La nostra ultima esplorazione in ordine cronologico è stata quella in una villa che viene chiamata solitamente “casa del chimico“. Complice questo nome ci aspettavamo di trovarci provette, becher o comunque attrezzi del mestiere che lo giustificassero. Non abbiamo trovato niente di tutto questo bensì un gran numero di bottiglie di liquori ed una mobilia che ci ha ricordato gli anni ’30.
Mentre i nostri amici fotografi cercavano la luce giusta per i loro scatti noi rovistavamo dappertutto alla ricerca di qualche informazione sui vecchi abitanti della casa. Dopo una mezz’ora buona ecco quello che andavamo cercando: encomio di una scuola locale che ringraziava una professoressa per il lavoro svolto come insegnante di chimica.

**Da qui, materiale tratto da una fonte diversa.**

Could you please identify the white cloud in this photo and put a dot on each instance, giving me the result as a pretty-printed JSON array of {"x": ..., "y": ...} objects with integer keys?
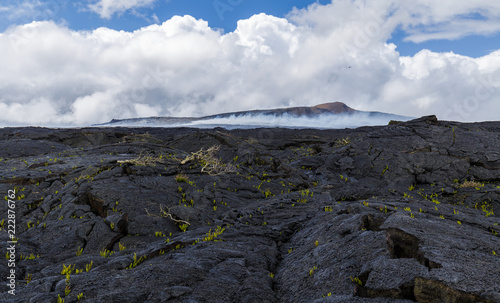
[
  {"x": 183, "y": 67},
  {"x": 107, "y": 8}
]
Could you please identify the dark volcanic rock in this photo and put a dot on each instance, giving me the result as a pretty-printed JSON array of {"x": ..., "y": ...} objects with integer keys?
[{"x": 401, "y": 213}]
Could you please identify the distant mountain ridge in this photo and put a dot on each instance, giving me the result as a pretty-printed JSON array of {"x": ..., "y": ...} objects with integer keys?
[{"x": 333, "y": 108}]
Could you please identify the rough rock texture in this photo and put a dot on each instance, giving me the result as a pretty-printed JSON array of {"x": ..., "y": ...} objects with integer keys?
[{"x": 374, "y": 214}]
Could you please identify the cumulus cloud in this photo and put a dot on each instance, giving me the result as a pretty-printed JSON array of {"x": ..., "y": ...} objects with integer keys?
[
  {"x": 52, "y": 75},
  {"x": 107, "y": 8}
]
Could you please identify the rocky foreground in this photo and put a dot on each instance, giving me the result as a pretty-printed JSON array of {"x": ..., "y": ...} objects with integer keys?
[{"x": 400, "y": 213}]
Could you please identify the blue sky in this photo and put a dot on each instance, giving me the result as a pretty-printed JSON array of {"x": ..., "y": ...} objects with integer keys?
[
  {"x": 220, "y": 14},
  {"x": 83, "y": 62}
]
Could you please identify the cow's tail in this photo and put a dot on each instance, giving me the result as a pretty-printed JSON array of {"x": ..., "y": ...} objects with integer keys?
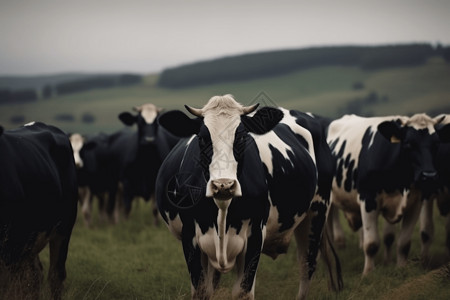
[{"x": 327, "y": 250}]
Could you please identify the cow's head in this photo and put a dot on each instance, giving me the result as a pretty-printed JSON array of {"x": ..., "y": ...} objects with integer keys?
[
  {"x": 145, "y": 119},
  {"x": 419, "y": 141},
  {"x": 77, "y": 142},
  {"x": 221, "y": 128}
]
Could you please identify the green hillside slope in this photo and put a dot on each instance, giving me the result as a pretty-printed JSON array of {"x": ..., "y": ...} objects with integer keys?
[{"x": 327, "y": 90}]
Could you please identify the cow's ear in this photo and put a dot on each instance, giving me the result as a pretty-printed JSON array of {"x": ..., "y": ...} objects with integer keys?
[
  {"x": 127, "y": 118},
  {"x": 179, "y": 124},
  {"x": 391, "y": 130},
  {"x": 263, "y": 121},
  {"x": 444, "y": 133}
]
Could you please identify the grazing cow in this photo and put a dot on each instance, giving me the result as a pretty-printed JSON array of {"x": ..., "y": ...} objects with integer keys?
[
  {"x": 38, "y": 205},
  {"x": 442, "y": 195},
  {"x": 383, "y": 165},
  {"x": 237, "y": 186},
  {"x": 139, "y": 154},
  {"x": 94, "y": 173}
]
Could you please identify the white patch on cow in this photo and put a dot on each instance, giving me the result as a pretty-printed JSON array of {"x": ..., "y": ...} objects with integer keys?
[
  {"x": 273, "y": 238},
  {"x": 264, "y": 141},
  {"x": 187, "y": 147},
  {"x": 222, "y": 258},
  {"x": 350, "y": 129},
  {"x": 149, "y": 112},
  {"x": 175, "y": 225},
  {"x": 77, "y": 141}
]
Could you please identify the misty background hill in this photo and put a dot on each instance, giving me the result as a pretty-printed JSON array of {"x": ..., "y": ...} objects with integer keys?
[{"x": 330, "y": 81}]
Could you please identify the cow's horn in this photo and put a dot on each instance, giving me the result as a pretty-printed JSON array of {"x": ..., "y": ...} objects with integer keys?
[
  {"x": 195, "y": 111},
  {"x": 248, "y": 109}
]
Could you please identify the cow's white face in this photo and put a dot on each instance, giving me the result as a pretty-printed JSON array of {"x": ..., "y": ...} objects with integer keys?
[
  {"x": 77, "y": 141},
  {"x": 149, "y": 112},
  {"x": 222, "y": 118}
]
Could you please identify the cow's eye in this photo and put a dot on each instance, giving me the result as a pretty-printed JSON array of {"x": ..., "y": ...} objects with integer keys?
[{"x": 407, "y": 145}]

Ecco il motivo del nome della villa che però abbiamo tenuto a rinominare “casa della professoressa” per rendere maggior giustizia alla sua abitante.
Al di là della mobilia le stanze sono affrescate con il gusto di almeno 70 anni fa, un po’ liberty un po’ barocche (a tratti pacchiane). Le pareti, leggermente scrostate, e i calcinacci in terra tradiscono quella che in realtà sembrerebbe una conservazione a tratti perfetta.
Quello che ci stupisce sono le stanze al secondo piano. Qui sembra che nessuno abbia messo più piede dopo il passaggio di un uragano. Tutti i pavimenti sono ricoperti da centinaia di libri e, per raggiungere gli altri vani, si è costretti a calpestarli. Davvero inspiegabile.